Но согласуйся свет с уровнем Вашего понимания правды и читательскими требованиями таких мыслителей, как Вы, так бы на Стаднюке и сладкоголосых Чаковском и Евг. Воробьёве дело закончилось, и не появилось бы ни «Дон-Кихота» — этого величайшего художественного достижения, ни Свифта, ни Дефо с его «ненормальными» персонажами, ни тем более нашего непостижимого гения — Гоголя, который смел написать, что отрубленная саблей голова казака, «матерясь, покатилась в траву».
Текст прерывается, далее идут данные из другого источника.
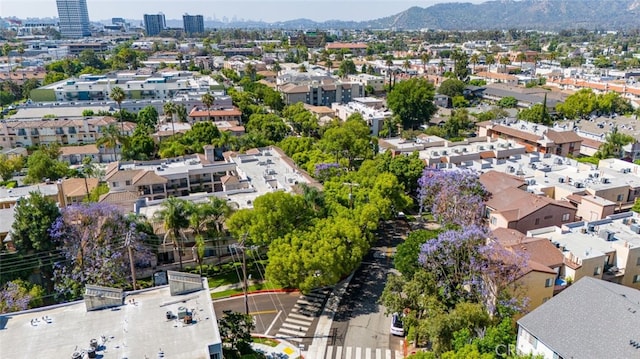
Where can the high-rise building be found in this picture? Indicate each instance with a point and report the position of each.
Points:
(154, 24)
(193, 24)
(74, 18)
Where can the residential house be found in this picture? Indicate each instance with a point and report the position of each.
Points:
(523, 211)
(535, 137)
(590, 319)
(356, 49)
(607, 249)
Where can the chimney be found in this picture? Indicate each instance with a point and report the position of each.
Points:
(209, 153)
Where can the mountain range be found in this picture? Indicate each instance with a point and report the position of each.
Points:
(497, 14)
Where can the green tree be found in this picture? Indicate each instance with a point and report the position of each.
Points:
(10, 165)
(148, 117)
(269, 126)
(508, 102)
(41, 165)
(581, 104)
(536, 114)
(613, 145)
(235, 331)
(350, 139)
(169, 109)
(451, 87)
(174, 215)
(406, 257)
(273, 216)
(34, 215)
(118, 95)
(110, 138)
(208, 100)
(412, 102)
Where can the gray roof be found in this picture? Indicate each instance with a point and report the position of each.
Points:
(590, 319)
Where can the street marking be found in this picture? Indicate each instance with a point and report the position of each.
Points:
(273, 323)
(299, 316)
(296, 321)
(291, 332)
(264, 312)
(295, 326)
(330, 352)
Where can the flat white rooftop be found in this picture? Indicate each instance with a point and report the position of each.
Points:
(139, 330)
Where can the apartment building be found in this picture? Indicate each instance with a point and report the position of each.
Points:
(535, 137)
(607, 249)
(322, 93)
(60, 131)
(136, 86)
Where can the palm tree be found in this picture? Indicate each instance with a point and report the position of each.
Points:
(521, 57)
(169, 109)
(181, 113)
(6, 50)
(21, 51)
(207, 100)
(504, 61)
(406, 65)
(425, 57)
(490, 60)
(110, 138)
(117, 95)
(474, 59)
(175, 217)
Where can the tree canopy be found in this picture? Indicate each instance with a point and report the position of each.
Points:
(412, 102)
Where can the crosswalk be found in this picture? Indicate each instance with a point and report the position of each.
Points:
(302, 315)
(339, 352)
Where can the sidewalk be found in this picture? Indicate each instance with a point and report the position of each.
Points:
(323, 329)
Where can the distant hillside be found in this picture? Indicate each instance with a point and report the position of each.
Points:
(497, 14)
(524, 14)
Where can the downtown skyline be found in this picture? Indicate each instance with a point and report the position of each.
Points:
(268, 11)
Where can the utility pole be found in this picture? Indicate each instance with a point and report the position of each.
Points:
(245, 284)
(127, 242)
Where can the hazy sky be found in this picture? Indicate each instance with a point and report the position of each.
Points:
(267, 10)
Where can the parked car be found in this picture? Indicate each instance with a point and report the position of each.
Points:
(397, 328)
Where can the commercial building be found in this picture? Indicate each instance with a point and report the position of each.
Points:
(169, 321)
(74, 18)
(193, 24)
(154, 24)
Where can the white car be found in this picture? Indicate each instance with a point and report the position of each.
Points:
(397, 328)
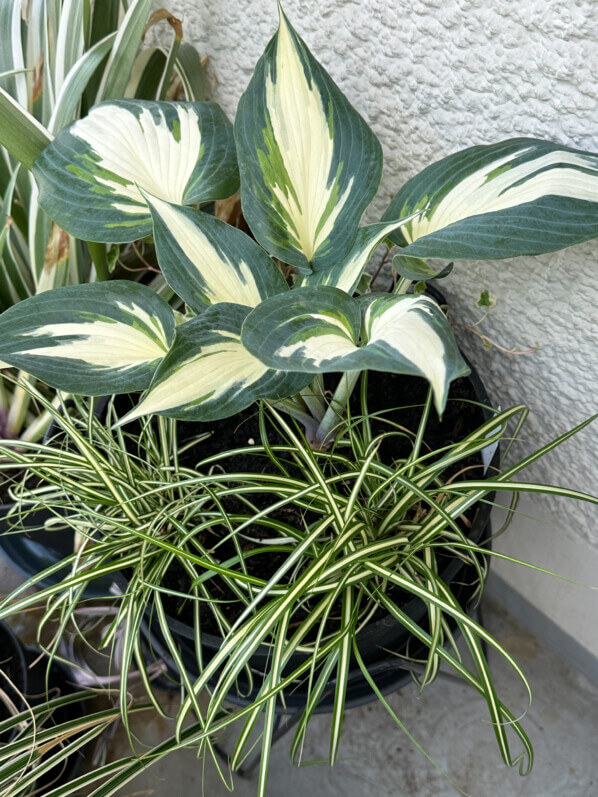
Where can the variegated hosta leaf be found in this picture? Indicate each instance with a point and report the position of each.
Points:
(209, 374)
(104, 337)
(347, 271)
(207, 261)
(318, 330)
(519, 197)
(309, 163)
(91, 176)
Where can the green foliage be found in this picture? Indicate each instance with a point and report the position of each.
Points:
(55, 63)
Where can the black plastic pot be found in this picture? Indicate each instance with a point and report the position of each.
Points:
(374, 641)
(31, 548)
(34, 685)
(13, 677)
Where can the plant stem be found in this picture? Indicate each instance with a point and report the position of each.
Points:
(417, 443)
(19, 405)
(175, 24)
(291, 408)
(337, 406)
(402, 286)
(99, 257)
(313, 396)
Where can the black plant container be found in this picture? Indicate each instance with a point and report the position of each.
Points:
(33, 684)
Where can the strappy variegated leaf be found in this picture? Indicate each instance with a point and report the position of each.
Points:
(90, 178)
(89, 339)
(519, 197)
(209, 374)
(207, 261)
(309, 163)
(318, 330)
(414, 268)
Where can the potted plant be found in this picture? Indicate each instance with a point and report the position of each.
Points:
(351, 532)
(84, 58)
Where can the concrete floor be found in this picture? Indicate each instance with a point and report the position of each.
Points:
(448, 720)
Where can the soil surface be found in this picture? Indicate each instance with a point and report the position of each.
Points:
(405, 395)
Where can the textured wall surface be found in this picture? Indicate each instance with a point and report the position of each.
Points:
(432, 77)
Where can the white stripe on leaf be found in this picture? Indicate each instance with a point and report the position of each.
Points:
(308, 188)
(142, 151)
(221, 279)
(101, 344)
(499, 186)
(218, 369)
(405, 328)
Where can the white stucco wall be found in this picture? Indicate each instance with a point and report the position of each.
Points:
(432, 77)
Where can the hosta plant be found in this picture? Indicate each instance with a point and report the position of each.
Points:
(57, 59)
(267, 315)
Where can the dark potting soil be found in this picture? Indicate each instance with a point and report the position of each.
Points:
(405, 395)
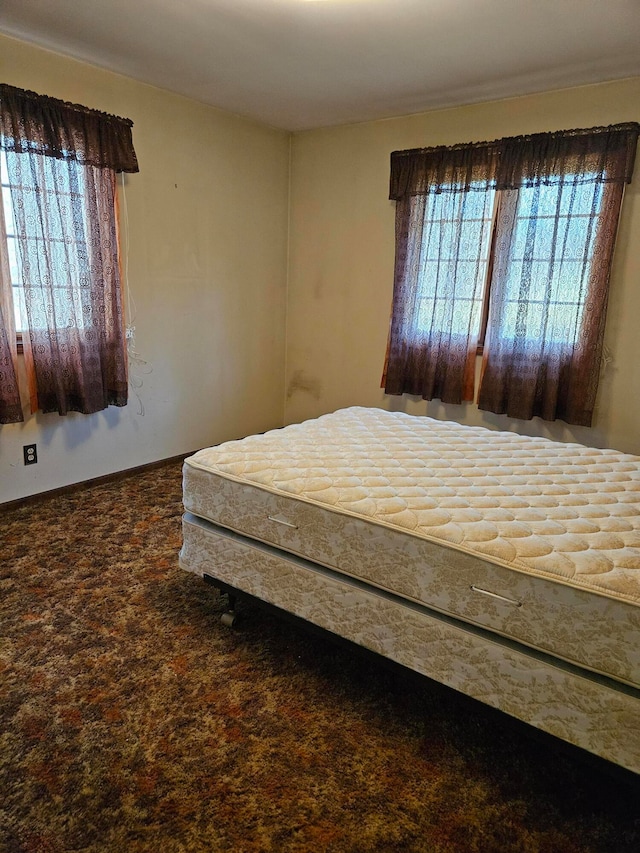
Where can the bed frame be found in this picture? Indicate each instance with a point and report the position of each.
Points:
(597, 713)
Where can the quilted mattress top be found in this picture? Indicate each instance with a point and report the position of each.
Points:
(563, 511)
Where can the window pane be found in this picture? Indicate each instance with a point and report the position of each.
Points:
(550, 259)
(453, 258)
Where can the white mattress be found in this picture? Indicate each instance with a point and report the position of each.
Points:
(532, 539)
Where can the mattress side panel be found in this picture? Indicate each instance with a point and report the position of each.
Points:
(593, 631)
(582, 711)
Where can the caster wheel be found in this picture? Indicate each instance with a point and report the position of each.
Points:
(228, 619)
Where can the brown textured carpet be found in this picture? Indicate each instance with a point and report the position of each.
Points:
(132, 720)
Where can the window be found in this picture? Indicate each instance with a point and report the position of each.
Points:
(506, 244)
(59, 267)
(11, 244)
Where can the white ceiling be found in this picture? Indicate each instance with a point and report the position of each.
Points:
(300, 64)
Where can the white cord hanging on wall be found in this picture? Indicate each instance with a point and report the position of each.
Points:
(138, 367)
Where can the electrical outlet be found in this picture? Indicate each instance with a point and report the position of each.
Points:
(30, 454)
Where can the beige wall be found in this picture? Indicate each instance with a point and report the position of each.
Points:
(209, 223)
(341, 264)
(207, 235)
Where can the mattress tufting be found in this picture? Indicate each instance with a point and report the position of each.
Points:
(533, 540)
(561, 510)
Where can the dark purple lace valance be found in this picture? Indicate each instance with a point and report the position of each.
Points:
(599, 154)
(54, 128)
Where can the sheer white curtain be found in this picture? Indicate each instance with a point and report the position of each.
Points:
(10, 405)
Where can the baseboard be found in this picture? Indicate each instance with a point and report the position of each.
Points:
(83, 484)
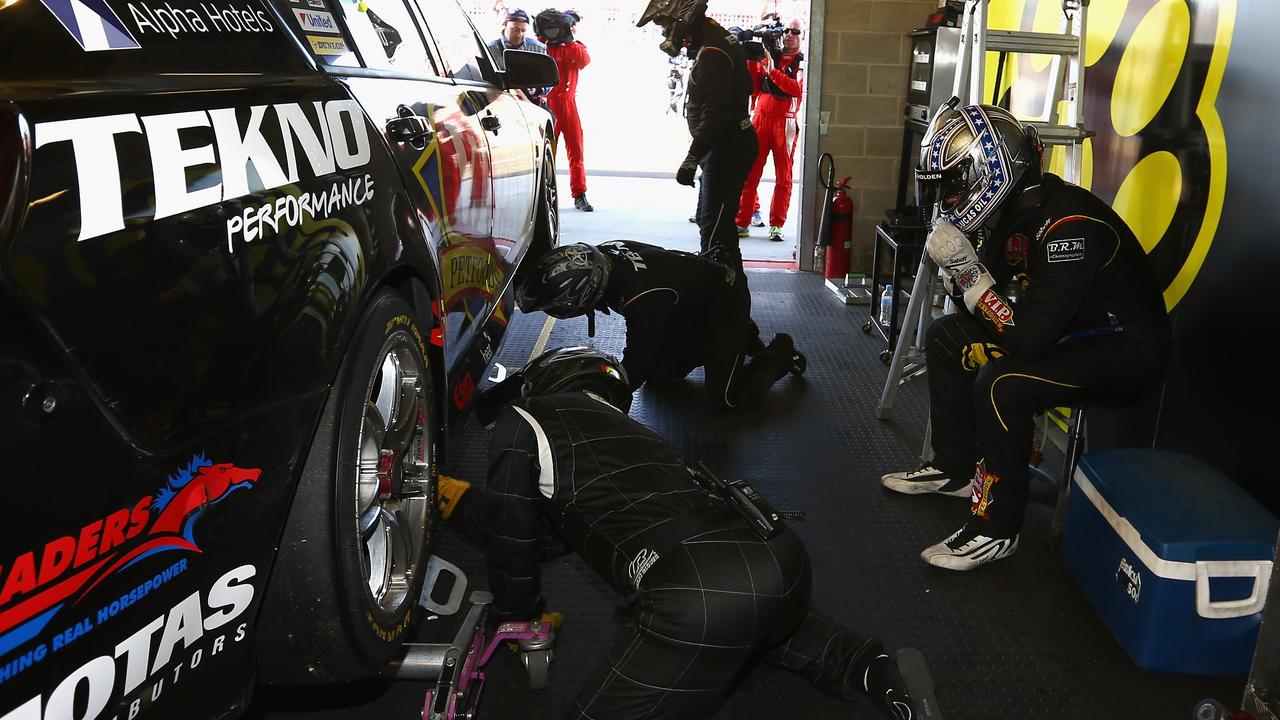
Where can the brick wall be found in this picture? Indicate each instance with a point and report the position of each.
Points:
(864, 89)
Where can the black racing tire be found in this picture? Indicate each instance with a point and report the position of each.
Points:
(347, 578)
(538, 665)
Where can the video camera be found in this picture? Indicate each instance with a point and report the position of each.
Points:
(554, 26)
(760, 39)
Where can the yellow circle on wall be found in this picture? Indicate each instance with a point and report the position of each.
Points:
(1148, 197)
(1150, 65)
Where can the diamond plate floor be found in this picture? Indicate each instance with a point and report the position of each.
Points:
(1015, 639)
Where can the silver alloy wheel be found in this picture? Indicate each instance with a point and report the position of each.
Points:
(392, 496)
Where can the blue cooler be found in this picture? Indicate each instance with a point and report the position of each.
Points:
(1174, 556)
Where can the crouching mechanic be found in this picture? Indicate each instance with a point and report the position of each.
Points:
(1088, 326)
(723, 140)
(705, 593)
(682, 310)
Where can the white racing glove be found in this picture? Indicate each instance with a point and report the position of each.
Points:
(954, 254)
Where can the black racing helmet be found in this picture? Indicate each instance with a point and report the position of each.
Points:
(566, 282)
(677, 19)
(568, 369)
(973, 159)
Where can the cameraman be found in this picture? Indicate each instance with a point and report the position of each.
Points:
(723, 142)
(557, 28)
(515, 36)
(778, 77)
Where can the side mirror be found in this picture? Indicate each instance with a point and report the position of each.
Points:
(528, 69)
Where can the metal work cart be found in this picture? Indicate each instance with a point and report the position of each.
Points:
(904, 245)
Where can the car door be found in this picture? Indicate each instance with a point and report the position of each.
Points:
(435, 128)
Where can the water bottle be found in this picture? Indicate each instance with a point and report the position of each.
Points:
(887, 305)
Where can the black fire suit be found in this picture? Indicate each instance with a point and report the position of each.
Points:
(682, 311)
(725, 145)
(1088, 327)
(705, 595)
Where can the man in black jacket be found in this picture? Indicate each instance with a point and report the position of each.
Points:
(705, 592)
(682, 310)
(723, 141)
(1088, 324)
Есть закон у Вашей любимой партии, согласно которому за войну расстреляно миллион человек на фронте, так необходимых в окопах, да ещё двенадцать миллионов в лагерях медленно умерщвлялись и столько же их охраняло в ту пору, о которой всуе упомянутый Вами писатель Богомолов писал, что «на фронте был катастрофический недокомплект». Так вот есть и у писателя свои законы, согласно которым он и пишет, даже свою пунктуацию сотворяет. Уже с первой повести, наивной, простенькой, ущучили меня дотошные читатели, подобные Вам, что на «казёнке» (сплавном плоту с домиком), бригада бывала до двадцати человек, но не менее одиннадцати, у меня же в повести бригада состоит всего из семи человек. А мне так надо, мне удобнее подробно написать семь человек, а не согласно «правде» соцреализма бегло упомянуть двадцать. И если я написал всего двух медичек на переправе, значит, мне так надо. Если написал, что был иней (а он в ту осень был на самом деле) в конце сентября на Украине, то так оно и должно быть. Вот если я схематично, неубедительно это сделал — другое дело. Тут мне надо «всыпать», я и сам себе «всыплю» как следует, ибо сам себе есть самый беспощадный критик. Кстати, мой командир дивизиона Митрофан Иванович Воробьёв, умерший два года назад в Новохопёрске, тот самый единственный офицер, который не матерился (эко мне везло на людей и на офицеров тоже! Не дай бог, попался б на Вашу батарею — извели бы ведь неразумною, дерзкого парнишку). Так вот, Митрофан Иванович, с которого во многом списан Зарубин, никогда, ни в одном письме не сделал мне ни единого замечания насчёт калибров, расположений и количества орудий, ибо понимал, что такую малость, как 1 + 2 — я знаю и без него, и оттого ещё, что был он читатель и человек огромной культуры. И вообще, читатель стоящий, человек воспитанный, а больше — самовоспитанный, не подавляет никого самомнением, и если сделает замечание — не превращает его в обличение, в суд, не сулится послать на Соловки иль расстрелять, четвертовать, «как только мы придём к власти».